The singer/songwriter's original recordings of Tuesday Night Music Club and The Globe Sessions were among those that went up in flames in the 2008 blaze at Universal Studios in California.
The extent of the fire only came to light in a New York Times article published earlier this month and she is still trying to come to terms with the news.
"It absolutely grieves me," Crow tells the BBC. "It feels a little apocalyptic. I can't understand, first and foremost, how you could store anything in a vault that didn't have sprinklers. And secondly, I can't understand how you could make safeties (duplicates) and have them in the same vault. I mean, what's the point?
"And thirdly, I can't understand how it's been 11 years... I don't understand the cover-up."
According to the Times' sources, the fire destroyed thousands of master tapes featuring recordings by the likes of Aretha Franklin, Chuck Berry, Janet Jackson and Nirvana.
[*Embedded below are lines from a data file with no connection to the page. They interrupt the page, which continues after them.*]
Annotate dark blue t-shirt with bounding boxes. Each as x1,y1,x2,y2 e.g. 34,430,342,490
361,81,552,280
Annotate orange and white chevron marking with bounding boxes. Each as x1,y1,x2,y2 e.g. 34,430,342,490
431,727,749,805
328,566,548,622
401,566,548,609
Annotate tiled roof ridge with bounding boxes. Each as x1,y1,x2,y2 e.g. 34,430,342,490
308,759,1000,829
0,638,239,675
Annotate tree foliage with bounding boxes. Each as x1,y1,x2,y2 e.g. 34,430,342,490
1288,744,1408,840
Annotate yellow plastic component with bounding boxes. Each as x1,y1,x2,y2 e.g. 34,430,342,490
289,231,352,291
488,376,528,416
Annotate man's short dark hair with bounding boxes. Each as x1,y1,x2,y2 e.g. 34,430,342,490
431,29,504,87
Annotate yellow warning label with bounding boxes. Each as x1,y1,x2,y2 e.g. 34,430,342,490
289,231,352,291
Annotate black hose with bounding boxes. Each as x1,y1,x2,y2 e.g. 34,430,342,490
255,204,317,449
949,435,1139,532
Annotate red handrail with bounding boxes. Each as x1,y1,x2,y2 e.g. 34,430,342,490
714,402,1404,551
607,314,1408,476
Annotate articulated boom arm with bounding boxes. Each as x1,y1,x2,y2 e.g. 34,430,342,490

Universal bosses have disputed the facts of the article insisting the extent of the losses has been "overstated", but Crow is far from convinced.
"There are many songs on my masters that haven't come out," she said. "My peace of mind in knowing I could come back someday and listen to them and mine those for basement tapes and outtakes, are gone.
"But what grieves me more than any of that is the fact that Buddy Holly and Billie Holiday and Duke Ellington - all this important music has been erased. And it's not just the music, it's the dialogue between the music, it's the takes that didn't make it, it's the versions we'll never hear."